Yeah, thank you for breaking that down. And I want to ask you, I know you have a unique perspective having training in both complex spine surgery and minimally invasive. And, you know, obviously there is, we're seeing more technologies and trends towards minimally invasive surgery.
But, you know, why is it important for minimally invasive spine surgeons to kind of understand the complex and vice versa?
Yeah, that's a terrific question. And so I think one of the reasons I did the fellowship was to really understand which patients to operate on in terms of who's right for a particular procedure. And in my mind, starting out as a surgeon, my goal is to offer the patient the least invasive surgery that we can offer to achieve the goals of surgery. And so a lot of times in these cases,
I'm being sent patients that have big scoliotic deformities or issues that radiographically you would want to, if you didn't hear about the patient's symptoms, you could offer a large surgery.

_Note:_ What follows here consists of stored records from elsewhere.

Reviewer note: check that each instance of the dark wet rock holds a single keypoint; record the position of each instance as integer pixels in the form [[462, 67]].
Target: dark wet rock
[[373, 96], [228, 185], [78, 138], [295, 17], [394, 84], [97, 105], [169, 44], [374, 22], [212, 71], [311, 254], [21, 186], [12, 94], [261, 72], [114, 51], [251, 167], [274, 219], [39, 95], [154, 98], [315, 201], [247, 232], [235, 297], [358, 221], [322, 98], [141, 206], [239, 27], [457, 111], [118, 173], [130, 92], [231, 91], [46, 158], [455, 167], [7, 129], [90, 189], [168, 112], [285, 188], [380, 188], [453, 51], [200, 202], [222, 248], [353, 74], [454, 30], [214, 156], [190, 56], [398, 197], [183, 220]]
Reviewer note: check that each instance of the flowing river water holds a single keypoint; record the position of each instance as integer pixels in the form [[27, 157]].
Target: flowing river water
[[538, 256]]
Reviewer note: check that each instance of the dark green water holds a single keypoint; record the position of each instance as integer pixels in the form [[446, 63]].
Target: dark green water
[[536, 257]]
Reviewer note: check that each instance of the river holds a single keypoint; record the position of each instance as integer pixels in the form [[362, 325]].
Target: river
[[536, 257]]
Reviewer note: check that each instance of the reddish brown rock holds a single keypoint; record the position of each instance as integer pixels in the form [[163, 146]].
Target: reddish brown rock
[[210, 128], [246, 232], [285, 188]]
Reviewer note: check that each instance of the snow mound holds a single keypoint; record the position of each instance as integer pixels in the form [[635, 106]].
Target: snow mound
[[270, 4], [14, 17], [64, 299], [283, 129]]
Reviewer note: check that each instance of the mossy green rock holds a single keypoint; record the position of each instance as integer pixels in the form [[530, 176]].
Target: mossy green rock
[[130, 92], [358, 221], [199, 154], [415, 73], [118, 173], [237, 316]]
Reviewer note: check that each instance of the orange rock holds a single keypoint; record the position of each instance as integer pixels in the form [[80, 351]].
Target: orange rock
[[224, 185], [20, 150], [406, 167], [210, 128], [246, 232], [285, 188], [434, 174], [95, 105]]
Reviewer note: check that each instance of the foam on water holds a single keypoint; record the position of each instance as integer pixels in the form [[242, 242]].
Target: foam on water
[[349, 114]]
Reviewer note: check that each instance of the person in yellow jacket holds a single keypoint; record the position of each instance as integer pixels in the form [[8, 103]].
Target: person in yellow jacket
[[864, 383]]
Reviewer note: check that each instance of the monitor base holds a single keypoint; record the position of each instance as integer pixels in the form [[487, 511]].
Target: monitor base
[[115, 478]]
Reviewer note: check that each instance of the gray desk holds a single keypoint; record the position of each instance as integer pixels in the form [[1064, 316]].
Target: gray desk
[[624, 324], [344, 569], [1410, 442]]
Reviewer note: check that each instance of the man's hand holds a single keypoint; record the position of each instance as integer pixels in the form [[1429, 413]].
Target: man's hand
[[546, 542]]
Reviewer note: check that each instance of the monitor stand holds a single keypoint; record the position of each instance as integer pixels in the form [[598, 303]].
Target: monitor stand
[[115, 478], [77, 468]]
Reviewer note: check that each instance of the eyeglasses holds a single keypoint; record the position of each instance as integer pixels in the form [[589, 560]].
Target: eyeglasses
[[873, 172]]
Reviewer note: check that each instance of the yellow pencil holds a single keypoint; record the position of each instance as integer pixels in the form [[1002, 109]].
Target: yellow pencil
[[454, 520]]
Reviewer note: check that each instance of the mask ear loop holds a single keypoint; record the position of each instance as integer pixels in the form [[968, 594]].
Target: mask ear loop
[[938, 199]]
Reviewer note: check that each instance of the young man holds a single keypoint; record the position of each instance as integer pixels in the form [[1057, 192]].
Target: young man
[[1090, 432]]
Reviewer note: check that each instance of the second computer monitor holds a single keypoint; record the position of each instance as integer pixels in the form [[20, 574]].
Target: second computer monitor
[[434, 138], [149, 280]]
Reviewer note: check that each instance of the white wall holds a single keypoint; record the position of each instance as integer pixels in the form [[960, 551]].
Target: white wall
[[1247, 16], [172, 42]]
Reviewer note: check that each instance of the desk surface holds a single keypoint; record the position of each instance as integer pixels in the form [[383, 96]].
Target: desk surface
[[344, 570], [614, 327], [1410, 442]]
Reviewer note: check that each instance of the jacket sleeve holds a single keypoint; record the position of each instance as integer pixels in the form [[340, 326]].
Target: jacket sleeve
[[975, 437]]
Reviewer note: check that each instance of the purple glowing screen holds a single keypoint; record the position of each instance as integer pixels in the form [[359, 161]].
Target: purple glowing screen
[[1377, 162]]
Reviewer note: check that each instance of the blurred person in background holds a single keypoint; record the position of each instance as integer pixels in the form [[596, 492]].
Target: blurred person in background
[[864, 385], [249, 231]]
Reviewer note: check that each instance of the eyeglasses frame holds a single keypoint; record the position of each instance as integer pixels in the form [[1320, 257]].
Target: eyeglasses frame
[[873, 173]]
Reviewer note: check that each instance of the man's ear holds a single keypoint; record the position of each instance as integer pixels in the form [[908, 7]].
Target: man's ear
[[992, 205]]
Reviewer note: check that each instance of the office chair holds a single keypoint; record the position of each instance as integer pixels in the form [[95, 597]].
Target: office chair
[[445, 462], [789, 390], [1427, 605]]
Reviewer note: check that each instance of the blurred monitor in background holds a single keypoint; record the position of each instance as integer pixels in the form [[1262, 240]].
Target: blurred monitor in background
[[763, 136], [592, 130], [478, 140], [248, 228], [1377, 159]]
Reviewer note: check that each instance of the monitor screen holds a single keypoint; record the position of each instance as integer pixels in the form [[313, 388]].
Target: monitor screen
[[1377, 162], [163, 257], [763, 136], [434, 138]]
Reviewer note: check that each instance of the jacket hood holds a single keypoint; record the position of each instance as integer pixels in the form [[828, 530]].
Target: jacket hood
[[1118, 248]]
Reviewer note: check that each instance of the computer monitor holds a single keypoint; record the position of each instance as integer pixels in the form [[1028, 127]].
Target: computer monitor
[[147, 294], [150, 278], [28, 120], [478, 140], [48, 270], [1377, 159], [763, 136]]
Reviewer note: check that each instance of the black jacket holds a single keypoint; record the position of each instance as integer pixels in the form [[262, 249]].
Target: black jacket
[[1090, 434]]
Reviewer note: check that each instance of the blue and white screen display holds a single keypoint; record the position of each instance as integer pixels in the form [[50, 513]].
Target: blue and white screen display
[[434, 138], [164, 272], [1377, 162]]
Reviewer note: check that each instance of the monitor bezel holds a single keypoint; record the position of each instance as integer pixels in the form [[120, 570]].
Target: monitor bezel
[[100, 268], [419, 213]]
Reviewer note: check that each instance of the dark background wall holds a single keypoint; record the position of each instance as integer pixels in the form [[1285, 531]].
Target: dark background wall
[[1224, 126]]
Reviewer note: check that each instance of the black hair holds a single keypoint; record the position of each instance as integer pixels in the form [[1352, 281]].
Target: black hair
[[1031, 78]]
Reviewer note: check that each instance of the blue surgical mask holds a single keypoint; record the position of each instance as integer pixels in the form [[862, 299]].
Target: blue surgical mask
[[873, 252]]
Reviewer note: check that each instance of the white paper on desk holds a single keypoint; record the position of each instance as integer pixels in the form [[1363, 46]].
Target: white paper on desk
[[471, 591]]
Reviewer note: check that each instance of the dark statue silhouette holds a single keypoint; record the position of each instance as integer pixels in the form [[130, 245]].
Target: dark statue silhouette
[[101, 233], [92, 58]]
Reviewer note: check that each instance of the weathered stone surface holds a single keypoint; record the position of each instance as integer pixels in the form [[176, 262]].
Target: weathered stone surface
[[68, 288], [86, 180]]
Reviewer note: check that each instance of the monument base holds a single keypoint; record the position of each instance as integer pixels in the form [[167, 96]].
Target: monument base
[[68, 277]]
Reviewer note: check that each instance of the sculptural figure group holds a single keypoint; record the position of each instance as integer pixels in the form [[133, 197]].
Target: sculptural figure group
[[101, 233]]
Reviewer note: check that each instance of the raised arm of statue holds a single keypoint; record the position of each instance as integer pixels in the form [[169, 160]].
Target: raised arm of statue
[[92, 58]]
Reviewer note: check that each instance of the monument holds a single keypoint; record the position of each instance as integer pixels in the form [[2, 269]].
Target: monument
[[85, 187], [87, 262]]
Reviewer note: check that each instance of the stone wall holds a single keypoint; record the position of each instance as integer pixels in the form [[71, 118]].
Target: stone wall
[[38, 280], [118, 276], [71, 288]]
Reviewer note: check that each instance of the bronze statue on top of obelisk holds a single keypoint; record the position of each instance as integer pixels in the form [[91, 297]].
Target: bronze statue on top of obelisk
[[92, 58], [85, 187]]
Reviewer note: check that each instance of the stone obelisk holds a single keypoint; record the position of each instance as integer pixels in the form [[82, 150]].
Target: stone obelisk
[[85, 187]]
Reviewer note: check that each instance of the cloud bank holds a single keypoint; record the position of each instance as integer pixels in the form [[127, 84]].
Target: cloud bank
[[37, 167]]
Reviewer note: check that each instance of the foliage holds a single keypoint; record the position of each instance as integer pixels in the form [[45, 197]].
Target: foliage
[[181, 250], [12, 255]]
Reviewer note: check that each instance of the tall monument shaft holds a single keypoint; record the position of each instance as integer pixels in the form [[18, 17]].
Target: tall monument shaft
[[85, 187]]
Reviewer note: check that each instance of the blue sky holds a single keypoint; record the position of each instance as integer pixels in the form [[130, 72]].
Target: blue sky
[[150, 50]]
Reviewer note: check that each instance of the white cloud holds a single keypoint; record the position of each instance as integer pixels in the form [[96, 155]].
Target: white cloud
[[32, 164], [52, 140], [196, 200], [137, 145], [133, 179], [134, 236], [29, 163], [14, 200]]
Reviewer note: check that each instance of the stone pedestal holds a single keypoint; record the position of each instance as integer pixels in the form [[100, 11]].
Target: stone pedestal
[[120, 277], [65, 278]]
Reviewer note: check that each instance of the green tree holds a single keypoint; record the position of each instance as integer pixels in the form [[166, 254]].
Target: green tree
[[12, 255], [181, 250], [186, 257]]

But when you actually talk to the patient and figure out that this might be a single nerve that's affected, that minimally invasive decompression could give them years of relief before they need a big surgery. And having that minimally invasive training has been very helpful in working these patients up and being able to offer them the least invasive approach.
And then, you know, anytime you operate on a patient, if you fuse a segment of the spine, you're subjecting the rest of the spine to more motion and potential breakdown and need for future surgeries. So really... My deformity training has helped me understand angles and preoperative planning, even for a small, single-level surgery.
It's really important to get that correction, even if you're doing a single-level 5-1 or 4-5 fusion. In the grand scheme of things, if you get that wrong, you're setting the patient up for many future surgeries. So I think that's where my minimally invasive training, UAB, is combined with the deformity training to really help me be able to offer a full gamut of spine procedures to patients.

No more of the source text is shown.